I'm reading "The Art of Electronics" (3rd edition) by Paul Horowitz and Winfield Hill. In the 2nd chapter on BJT (page No. 79, section Emitter follower). The author says:
".. In general, the loading effect of the following stage causes a
reduction of signal. For this reason, it is usually best to keep Zout
<< Zin (a factor of 10 is a comfortable rule of thumb)."
Here Zin and Zout are the input and output impedance os an emitter follower circuit.
My question is, isn't it desirable to keep output impedance more than the input impedance to prevent loading effects? For example, consider the following:
If RL << R2, the equivalent resistance of the lower part of the divider would go down and hence there would be a reduction in Vout with the load. Can anyone please explain what am I missing here? Thanks for your help.
Best Answer
Consider two cases:
a) \$R_L\$ = 0 (zero)
and
b) \$R_L\$ = infinite
It is obvious that a) will result in \$V_{out}\$ = 0 as the output is shorted, so this is a useless situation.
It should also be obvious that b) will result in the desired \$V_{out}\$ as there is no load on the output.
So the conclusion is that \$R_L\$ should be as large as possible.
Now we can get to the \$Z_{in}\$, \$Z_{out}\$ discussion. There you have to be vary careful what you call \$Z_{in}\$ and what you call \$Z_{out}\$!
The book uses:
\$Z_{out}\$ = the output impedance of the voltage divider.

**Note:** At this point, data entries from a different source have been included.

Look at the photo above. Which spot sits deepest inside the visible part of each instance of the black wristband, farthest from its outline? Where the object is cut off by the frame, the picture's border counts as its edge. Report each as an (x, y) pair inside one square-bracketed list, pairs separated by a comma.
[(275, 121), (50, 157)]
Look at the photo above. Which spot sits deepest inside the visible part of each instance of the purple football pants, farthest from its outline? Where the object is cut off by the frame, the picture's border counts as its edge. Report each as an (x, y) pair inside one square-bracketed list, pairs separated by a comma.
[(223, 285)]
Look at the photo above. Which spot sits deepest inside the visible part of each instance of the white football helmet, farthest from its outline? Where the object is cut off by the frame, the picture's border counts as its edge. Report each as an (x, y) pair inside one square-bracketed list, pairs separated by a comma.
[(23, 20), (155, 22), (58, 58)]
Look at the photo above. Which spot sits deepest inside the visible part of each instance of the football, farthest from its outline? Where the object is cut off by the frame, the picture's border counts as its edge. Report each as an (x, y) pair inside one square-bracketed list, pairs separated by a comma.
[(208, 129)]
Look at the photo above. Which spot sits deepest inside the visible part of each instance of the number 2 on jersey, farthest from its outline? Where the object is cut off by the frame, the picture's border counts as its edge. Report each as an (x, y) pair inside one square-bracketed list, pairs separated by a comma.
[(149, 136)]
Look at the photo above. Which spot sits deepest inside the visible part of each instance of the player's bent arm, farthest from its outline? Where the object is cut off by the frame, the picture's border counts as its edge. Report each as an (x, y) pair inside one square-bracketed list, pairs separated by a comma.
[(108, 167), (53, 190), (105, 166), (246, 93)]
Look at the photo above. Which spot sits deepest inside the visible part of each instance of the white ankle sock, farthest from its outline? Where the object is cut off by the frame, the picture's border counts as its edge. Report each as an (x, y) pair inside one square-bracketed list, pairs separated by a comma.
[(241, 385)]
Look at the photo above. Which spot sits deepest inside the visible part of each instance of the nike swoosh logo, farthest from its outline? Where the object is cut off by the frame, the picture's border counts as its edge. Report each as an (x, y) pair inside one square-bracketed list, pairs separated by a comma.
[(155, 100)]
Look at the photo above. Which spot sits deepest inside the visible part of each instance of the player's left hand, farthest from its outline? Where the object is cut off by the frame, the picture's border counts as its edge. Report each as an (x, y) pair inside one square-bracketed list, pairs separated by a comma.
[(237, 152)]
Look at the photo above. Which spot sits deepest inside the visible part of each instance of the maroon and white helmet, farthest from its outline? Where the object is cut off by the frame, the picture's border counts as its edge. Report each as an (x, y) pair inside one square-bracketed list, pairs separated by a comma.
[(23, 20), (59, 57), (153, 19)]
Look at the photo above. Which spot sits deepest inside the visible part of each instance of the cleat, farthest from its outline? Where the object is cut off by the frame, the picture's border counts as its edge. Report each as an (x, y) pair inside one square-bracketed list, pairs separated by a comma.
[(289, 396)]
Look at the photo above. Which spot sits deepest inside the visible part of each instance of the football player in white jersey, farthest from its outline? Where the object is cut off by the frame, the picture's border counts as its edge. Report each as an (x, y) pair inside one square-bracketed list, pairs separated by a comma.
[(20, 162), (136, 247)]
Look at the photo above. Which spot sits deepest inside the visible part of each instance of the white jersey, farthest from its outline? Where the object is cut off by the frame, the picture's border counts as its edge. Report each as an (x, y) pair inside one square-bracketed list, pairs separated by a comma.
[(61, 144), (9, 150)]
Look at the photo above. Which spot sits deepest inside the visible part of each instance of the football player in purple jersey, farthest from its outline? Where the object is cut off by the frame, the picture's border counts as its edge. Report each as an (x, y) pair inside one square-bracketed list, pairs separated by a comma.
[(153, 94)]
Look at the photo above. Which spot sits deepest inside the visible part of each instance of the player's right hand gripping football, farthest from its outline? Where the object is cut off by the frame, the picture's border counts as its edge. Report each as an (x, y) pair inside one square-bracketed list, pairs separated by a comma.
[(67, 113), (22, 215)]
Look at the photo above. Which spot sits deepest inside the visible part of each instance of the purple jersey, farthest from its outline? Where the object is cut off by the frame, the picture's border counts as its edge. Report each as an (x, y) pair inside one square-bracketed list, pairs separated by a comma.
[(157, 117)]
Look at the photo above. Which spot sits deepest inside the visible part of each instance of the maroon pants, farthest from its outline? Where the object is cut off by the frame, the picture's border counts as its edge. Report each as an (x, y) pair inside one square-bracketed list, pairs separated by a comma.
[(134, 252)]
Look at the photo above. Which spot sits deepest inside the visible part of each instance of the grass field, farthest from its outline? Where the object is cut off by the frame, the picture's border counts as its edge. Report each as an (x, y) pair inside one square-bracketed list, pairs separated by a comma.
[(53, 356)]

\$Z_{in}\$ = the input impedance of the load = the load impedance.
You confuse yourself by mentioning the emitter follower.
For any amplifier there is a \$Z_{in}\$ and a \$Z_{out}\$
Now we connect the amplifier's input to the voltage divider's output.
Note that then the voltage divider's \$Z_{out}\$ needs to be smaller than the amplifier's \$Z_{in}\$.
Remember that \$Z_{in}\$, \$Z_{out}\$ are usually referred from the viewpoint of the circuit you're discussing. So one circuit's \$Z_{out}\$ connects to the next circuit's \$Z_{in}\$.